К счастью, в этот момент подоспели Мегами и Масута. Мой дорогой друг сел напротив меня и тут же начал говорить об апрельском чемпионате. Моя дорогая подруга заняла место рядом с Кику и, перегнувшись через стол, стала обсуждать с Аято бюджет на следующий месяц. В общем, беседы потекли в более привычном русле, и это меня несколько успокоило: не сказал бы, что философия являлась моей сильной стороной.
Уроки после обеда прошли ровно, без всяких приключений, и после них мы встретились у школьных ворот.
Масута не снял повязки со лба и сейчас он смотрелся как воитель из средних веков (если не брать в расчёт вполне современную школьную форму). Мегами — осанистая, со сверкавшими глазами — казалась настоящей Глорианой, готовой броситься на врага и уничтожить его в один миг. На их фоне мы с Кику смотрелись не особо солидно, но всё же тоже неплохо. Кага благословил нас, пожелал удачи и помчался по своим делам: его внезапно пригласили читать лекцию в каком-то университете.
Собравшись вместе, мы отправились по адресу, который раздобыла Кику. Мы шли уверенно, быстро: справедливость была на нашей стороне, и мы не собирались сдаваться.
Сато как крыса забрался в самый глухой переулок, спрятавшись в многоквартирном домике, где сдавались комнаты. С виду это строение было милым, аккуратным и чистым, но этот мерзкий человек отравлял всё, что имелось вокруг него. Мне чудились диковинные змеи, сползавшие вниз по стенам, выкрашенным в нежно-розовый, клубы тёмного дыма, вырывавшиеся из окон.

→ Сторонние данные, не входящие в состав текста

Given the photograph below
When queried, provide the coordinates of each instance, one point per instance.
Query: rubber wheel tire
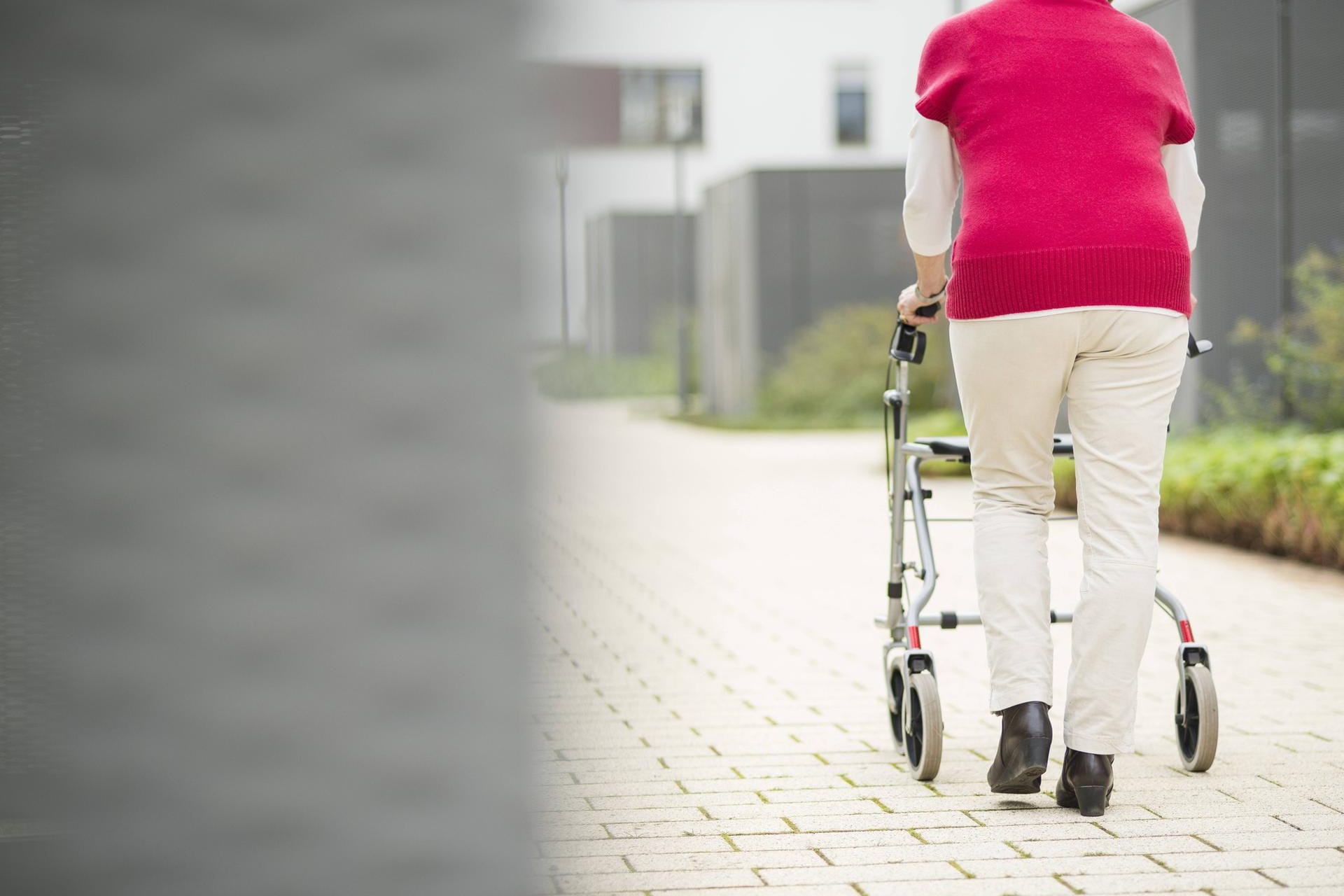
(1196, 734)
(898, 691)
(924, 745)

На самом же деле картина, представшая перед нашими глазами, оказалась довольно мирной. Мы спокойно прошли в подъезд следом за местным жителем, несшим на руках откормленную рыжую кошку, и, следуя указаниям Кику, поднялись по лестнице на четвёртый этаж.
Сато снимал студию со всеми удобствами прямо посреди этажа — по соседству с приличными людьми, которые наверняка не подозревали, что за жуткий человек обитал тут. Видимо, он ожидал, что за ним станут охотиться, ибо не открыл дверь, когда мы позвонили.
Через добрых пять минут тишины я снова нажал на кнопку звонка, и ответа по-прежнему не было.